STANDARDwalkthrough

Why Not UUIDs: The Index Locality Tax

2 of 8

3 related

The obvious answer to unique IDs is UUIDv4: 122 random bits, generate anywhere, collision probability negligible, zero infrastructure. So why did Twitter, Discord, and Instagram all build something else?

Tax one: size. A UUID is 128 bits, stored as 16 bytes (or worse, a 36-character string).

“Three taxes.”

Every index entry, every foreign key, every join column pays double the 8 bytes of a BIGINT: across billions of rows, that is real RAM pushed out of the buffer pool. Tax two, the killer: index locality.

B-tree indexes (InnoDB, PostgreSQL) keep keys sorted. Sequential-ish keys append to the rightmost page: hot in cache, minimal page splits.

Random keys land on a random page every insert: the working set becomes the entire index, pages split constantly, and insert throughput collapses once the index outgrows RAM. Percona's classic benchmark shows UUIDv4 primary-key inserts degrading an order of magnitude at scale versus sequential keys.

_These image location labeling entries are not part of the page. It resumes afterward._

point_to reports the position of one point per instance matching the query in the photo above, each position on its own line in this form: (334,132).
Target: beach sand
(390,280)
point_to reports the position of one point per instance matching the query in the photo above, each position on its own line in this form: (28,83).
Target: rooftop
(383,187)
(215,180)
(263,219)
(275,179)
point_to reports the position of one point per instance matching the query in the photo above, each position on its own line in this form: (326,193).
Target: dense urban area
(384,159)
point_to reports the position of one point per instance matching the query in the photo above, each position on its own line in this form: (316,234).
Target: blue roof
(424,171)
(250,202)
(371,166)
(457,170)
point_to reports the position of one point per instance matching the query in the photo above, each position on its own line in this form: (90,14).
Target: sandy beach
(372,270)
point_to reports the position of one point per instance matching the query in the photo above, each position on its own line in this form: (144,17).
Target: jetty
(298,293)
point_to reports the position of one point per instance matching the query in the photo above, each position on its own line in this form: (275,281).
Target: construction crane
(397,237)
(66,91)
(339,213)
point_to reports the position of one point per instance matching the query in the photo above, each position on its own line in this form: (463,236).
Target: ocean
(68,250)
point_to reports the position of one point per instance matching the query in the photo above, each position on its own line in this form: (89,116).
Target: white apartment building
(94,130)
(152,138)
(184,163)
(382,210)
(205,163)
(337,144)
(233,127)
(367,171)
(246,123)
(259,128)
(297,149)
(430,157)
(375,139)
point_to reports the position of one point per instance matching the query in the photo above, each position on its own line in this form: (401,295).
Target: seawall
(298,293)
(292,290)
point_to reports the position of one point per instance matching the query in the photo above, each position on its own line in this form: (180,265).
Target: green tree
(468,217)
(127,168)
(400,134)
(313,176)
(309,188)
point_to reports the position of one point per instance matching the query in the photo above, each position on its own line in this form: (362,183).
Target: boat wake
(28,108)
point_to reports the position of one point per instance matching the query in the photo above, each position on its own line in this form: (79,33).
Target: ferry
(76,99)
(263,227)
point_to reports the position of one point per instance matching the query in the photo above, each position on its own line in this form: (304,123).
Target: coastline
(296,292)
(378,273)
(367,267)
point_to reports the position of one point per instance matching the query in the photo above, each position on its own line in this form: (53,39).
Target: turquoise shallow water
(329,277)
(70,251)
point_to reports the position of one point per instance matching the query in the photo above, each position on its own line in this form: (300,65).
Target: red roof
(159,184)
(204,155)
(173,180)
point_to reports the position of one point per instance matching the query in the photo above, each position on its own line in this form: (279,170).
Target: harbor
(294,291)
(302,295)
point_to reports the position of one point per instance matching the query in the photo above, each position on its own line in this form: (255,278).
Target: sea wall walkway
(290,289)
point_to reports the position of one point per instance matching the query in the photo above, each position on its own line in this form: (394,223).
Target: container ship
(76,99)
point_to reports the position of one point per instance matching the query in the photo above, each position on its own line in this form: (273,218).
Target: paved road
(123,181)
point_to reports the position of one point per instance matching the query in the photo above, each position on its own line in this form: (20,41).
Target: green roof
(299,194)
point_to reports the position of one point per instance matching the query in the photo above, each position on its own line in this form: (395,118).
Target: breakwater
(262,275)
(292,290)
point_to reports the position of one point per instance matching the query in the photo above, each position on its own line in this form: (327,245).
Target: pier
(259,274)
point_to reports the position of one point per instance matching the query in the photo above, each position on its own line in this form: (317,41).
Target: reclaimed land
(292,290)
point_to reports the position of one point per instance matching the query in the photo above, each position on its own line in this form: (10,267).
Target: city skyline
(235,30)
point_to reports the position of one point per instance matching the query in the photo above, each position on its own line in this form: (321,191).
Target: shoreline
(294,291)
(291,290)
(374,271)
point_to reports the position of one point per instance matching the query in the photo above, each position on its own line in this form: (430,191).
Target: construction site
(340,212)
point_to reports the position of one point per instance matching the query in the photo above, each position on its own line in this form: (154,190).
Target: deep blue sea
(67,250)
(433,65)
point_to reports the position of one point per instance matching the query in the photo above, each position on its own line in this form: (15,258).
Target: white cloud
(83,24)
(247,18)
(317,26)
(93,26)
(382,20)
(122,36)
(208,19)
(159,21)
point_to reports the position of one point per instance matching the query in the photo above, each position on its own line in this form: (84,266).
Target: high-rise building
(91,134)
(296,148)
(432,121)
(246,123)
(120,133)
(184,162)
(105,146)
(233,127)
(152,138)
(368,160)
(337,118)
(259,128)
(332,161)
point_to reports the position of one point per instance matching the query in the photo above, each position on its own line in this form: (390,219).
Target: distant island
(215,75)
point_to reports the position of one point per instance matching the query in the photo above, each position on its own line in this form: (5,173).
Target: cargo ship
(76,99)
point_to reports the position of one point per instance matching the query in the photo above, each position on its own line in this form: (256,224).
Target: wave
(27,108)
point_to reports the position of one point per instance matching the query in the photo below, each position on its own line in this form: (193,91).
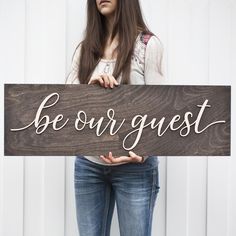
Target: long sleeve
(153,68)
(72,77)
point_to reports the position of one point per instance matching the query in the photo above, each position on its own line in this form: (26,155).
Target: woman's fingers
(122,159)
(104,80)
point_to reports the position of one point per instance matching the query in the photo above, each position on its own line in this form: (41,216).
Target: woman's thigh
(94,198)
(136,187)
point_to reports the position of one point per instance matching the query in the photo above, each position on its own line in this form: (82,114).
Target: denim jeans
(132,186)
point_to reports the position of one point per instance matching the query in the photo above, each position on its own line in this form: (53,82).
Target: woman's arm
(153,67)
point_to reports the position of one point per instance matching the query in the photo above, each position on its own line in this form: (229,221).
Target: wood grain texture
(23,100)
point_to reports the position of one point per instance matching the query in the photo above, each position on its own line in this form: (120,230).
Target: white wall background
(37,39)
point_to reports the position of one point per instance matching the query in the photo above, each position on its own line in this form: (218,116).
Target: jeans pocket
(156,180)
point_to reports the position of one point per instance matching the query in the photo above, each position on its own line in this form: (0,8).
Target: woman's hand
(122,159)
(104,80)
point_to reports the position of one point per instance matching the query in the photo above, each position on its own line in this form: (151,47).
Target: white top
(146,68)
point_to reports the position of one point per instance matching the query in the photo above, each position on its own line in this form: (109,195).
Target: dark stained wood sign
(162,120)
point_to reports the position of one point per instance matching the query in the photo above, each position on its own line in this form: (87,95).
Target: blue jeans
(134,188)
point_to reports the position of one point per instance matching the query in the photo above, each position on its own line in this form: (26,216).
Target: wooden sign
(161,120)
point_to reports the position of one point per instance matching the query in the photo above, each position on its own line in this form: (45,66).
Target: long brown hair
(128,22)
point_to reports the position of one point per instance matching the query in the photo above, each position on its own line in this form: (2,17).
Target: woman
(117,49)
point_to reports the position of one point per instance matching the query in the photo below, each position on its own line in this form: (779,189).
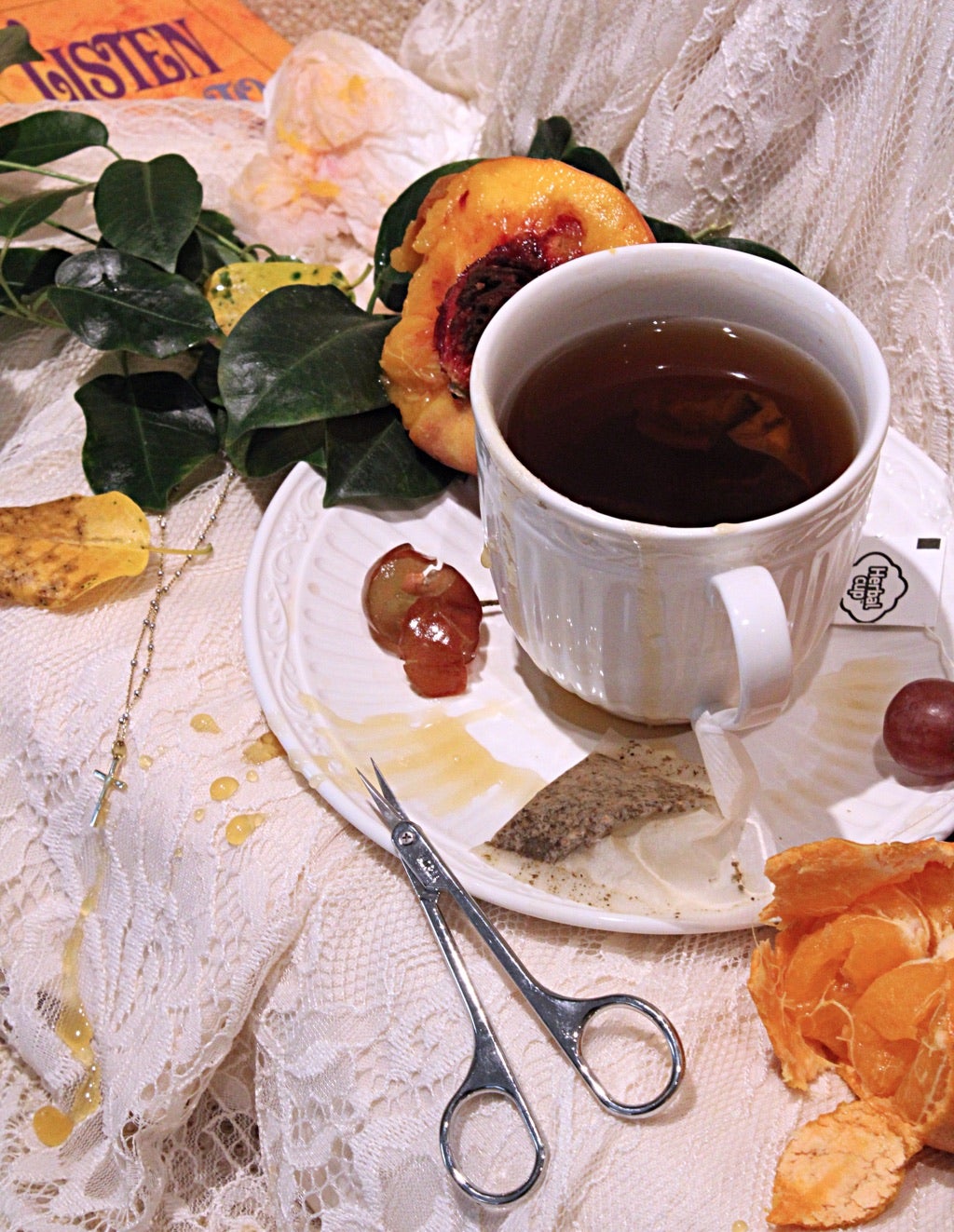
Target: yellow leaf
(53,552)
(235,289)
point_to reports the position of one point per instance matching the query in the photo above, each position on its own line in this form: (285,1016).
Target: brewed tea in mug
(682,422)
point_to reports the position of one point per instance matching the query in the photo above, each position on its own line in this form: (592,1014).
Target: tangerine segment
(843,1168)
(861,979)
(828,876)
(478,237)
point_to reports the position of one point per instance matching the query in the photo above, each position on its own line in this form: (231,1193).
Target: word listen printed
(115,64)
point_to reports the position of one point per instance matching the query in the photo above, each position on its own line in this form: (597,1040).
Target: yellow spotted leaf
(53,552)
(235,289)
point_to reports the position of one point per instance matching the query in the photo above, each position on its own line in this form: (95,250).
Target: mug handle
(763,644)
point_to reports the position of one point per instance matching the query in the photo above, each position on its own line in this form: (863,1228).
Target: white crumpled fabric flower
(348,129)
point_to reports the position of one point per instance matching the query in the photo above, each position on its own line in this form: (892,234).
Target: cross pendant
(109,780)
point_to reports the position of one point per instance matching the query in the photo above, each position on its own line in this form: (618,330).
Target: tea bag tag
(895,580)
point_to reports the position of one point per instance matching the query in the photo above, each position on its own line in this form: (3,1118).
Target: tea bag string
(142,659)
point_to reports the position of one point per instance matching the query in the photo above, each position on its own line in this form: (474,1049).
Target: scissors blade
(384,797)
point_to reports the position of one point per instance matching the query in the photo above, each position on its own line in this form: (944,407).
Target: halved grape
(426,613)
(919,727)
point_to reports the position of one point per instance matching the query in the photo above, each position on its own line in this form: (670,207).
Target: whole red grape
(919,727)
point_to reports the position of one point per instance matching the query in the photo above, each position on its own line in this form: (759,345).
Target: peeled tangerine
(478,237)
(859,979)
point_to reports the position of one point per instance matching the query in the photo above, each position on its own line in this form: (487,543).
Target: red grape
(426,613)
(919,727)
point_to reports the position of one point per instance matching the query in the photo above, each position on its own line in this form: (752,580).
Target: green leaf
(148,209)
(205,377)
(27,212)
(15,47)
(273,449)
(144,434)
(302,353)
(553,138)
(114,302)
(48,136)
(217,240)
(391,287)
(748,245)
(593,163)
(27,270)
(668,233)
(373,456)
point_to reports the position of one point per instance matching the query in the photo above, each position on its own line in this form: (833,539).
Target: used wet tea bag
(620,782)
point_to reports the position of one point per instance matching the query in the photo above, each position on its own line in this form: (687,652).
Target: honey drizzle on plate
(52,1125)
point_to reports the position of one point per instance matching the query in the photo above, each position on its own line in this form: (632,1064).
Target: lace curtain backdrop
(273,1025)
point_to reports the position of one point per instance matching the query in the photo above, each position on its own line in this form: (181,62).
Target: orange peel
(859,979)
(478,236)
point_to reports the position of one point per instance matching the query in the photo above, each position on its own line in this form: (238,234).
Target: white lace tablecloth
(274,1028)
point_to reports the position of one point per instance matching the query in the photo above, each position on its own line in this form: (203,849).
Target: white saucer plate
(464,765)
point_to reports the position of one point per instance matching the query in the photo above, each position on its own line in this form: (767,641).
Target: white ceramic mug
(653,622)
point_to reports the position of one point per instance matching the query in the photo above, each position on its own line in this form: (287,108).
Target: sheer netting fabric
(266,1029)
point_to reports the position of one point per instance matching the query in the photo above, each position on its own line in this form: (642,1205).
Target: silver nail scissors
(564,1017)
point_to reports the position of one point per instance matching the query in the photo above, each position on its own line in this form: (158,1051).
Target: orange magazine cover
(141,49)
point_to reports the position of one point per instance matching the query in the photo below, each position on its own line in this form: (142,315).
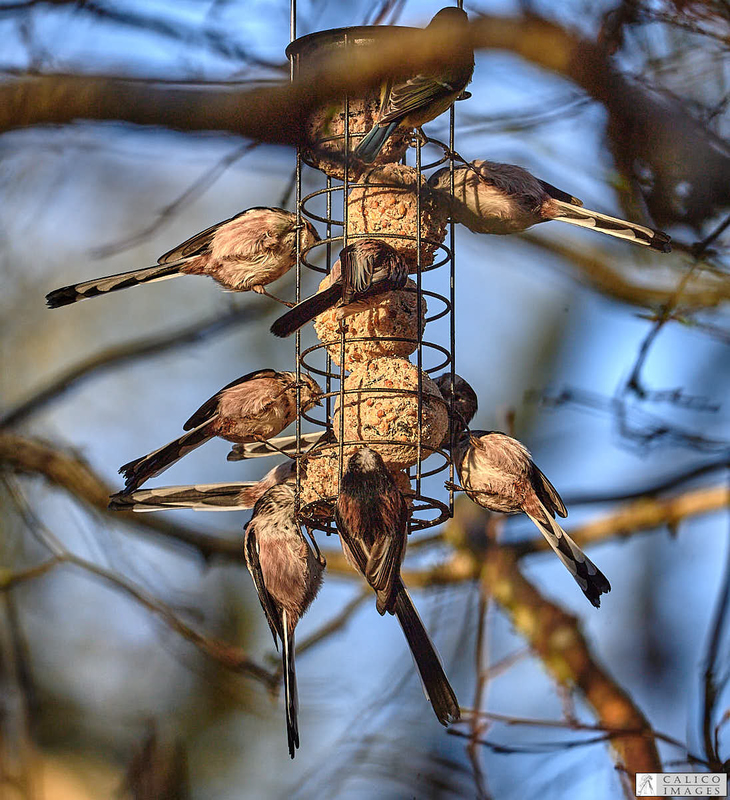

Tax three: no ordering signal. UUIDv4 tells you nothing about when a row was created; sorting by creation time needs a second column and a second index.

The fixes exist on both sides. UUIDv7 (standardized 2024) puts a 48-bit Unix-ms timestamp in front of the randomness: sortable, cache-friendly, still 128 bits and still infrastructure-free: it is the right modern default when you do not control both ends. ULID does the same trick with a friendlier string encoding. Snowflake-class IDs stay the answer when you want 64-bit compactness plus explicit control of worker and sequence semantics.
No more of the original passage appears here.